College football fans over the next few years will get to know the latest crop of arms. Joe Southwick (San Ramon Valley) is in line to eventually succeed Kellen Moore at Boise State. Mike Riley’s latest recruiting class at Oregon State features quarterback Sean Mannion, who starred for Foothill High in Pleasanton.
“You have a lot of coaches who’ve been in the area for years, and they’ve developed a high level of expertise,” said Mannion’s father John, a head coach at Foothill who’s now accepted a prep coaching position in Oregon. “It’s become the tradition, and kids seek it out.”
Mannion and Nottingham have yet to play a college game, but they’ve already faced each other on national television. ESPNU made a timely visit to Danville this past October. The host Mustangs got off to a tough start: Nottingham’s first pass was intercepted and returned for a touchdown.

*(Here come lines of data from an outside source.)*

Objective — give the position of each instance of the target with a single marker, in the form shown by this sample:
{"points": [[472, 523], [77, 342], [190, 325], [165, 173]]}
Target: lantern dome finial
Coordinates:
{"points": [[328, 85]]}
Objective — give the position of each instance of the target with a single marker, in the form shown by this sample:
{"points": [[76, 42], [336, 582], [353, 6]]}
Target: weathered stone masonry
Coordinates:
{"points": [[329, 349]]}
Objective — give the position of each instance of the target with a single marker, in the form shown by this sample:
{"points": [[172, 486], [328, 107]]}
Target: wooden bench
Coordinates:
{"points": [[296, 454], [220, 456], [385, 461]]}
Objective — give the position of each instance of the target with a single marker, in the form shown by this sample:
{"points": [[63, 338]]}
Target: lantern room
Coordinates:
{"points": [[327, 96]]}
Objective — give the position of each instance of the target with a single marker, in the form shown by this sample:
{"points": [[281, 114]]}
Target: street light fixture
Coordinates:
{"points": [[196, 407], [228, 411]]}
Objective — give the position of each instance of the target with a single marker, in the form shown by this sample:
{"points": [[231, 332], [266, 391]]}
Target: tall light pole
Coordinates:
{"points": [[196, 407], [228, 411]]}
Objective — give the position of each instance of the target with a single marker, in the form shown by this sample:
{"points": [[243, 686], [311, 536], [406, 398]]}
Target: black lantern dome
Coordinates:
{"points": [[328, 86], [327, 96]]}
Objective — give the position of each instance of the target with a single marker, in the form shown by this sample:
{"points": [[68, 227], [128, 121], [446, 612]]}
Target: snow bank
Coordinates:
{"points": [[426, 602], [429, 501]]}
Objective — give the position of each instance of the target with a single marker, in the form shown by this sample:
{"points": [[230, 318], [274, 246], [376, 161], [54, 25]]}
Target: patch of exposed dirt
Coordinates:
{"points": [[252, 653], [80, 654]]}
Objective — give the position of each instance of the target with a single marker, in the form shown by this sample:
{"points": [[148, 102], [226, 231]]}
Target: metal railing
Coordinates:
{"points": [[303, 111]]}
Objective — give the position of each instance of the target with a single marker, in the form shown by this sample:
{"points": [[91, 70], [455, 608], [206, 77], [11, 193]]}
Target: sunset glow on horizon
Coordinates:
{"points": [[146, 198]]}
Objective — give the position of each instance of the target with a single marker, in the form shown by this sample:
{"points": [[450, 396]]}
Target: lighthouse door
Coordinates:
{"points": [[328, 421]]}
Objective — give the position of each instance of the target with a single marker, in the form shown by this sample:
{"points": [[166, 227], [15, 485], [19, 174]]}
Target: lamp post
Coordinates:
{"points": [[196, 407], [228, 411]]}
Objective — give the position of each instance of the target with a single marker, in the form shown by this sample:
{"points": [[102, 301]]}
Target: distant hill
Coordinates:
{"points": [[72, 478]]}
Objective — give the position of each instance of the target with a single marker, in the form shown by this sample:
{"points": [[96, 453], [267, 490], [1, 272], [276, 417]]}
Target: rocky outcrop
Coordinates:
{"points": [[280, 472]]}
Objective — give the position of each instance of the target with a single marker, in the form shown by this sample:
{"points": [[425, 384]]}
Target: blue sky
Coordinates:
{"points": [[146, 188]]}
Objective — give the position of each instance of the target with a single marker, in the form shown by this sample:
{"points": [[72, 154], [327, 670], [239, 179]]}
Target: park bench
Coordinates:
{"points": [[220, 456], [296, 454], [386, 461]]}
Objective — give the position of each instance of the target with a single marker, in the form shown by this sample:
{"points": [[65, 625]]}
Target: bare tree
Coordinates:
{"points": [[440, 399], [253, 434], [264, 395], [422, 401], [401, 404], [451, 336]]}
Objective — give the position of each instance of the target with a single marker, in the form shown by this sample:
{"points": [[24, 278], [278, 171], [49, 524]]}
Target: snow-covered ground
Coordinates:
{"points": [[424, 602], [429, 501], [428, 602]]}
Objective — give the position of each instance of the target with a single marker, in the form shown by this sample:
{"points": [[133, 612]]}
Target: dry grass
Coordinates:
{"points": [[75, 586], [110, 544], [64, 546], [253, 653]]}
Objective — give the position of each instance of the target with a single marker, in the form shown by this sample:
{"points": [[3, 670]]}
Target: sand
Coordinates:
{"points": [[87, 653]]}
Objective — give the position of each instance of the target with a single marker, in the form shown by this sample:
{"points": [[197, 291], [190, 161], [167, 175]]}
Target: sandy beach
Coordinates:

He recovered, however, throwing for 396 yards and leading Monte Vista to the go-ahead touchdown with 2:19 remaining.
The quarterback duel produced 786 passing yards, seven touchdown throws and one breaktaking finish. Mannion led a late drive that culminated in the winning touchdown with 50 seconds to play. Nottingham tried to answer, but his final pass found the grasp of a Foothill defender. The fireworks reminded locals of a similar night seven years earlier, when Keller and Wright produced an aggregate 713 yards and 10 touchdown passes during a Monte Vista/San Ramon Valley battle.
“My first pass, my last pass and the final score: with the exception of all that, it was an incredible night, something I’ll always remember,” Nottingham said.
UCLA courted Nottingham after his junior year, and the pair seemed like a logical match. He bonded with Rick Neuheisel and Norm Chow. Now an orthopedic surgeon, Nottingham’s father Paul graduated from medical school and completed his residency at UCLA. He verbally committed to the Bruins last summer.
But a change in priorities occurred during his senior season. Nottingham says he wanted to play college ball in front of his family. A Stanford education – he’s considering majoring in economics or political science – was also something to consider. With Signing Day approaching, he phoned Neuheisel and told him the news.
“I thought he took it well,” Nottingham. “As decisions go, it’s definitely the most stressful thing I’ve had to do. I credit my family for being there. They were in it all the way with me.”
It’s a lineage where a Stanford connection existed even before that fateful decision. Nottingham’s grandfather graduated from Stanford before serving as an FBI agent. Credit this family for a willingness to change.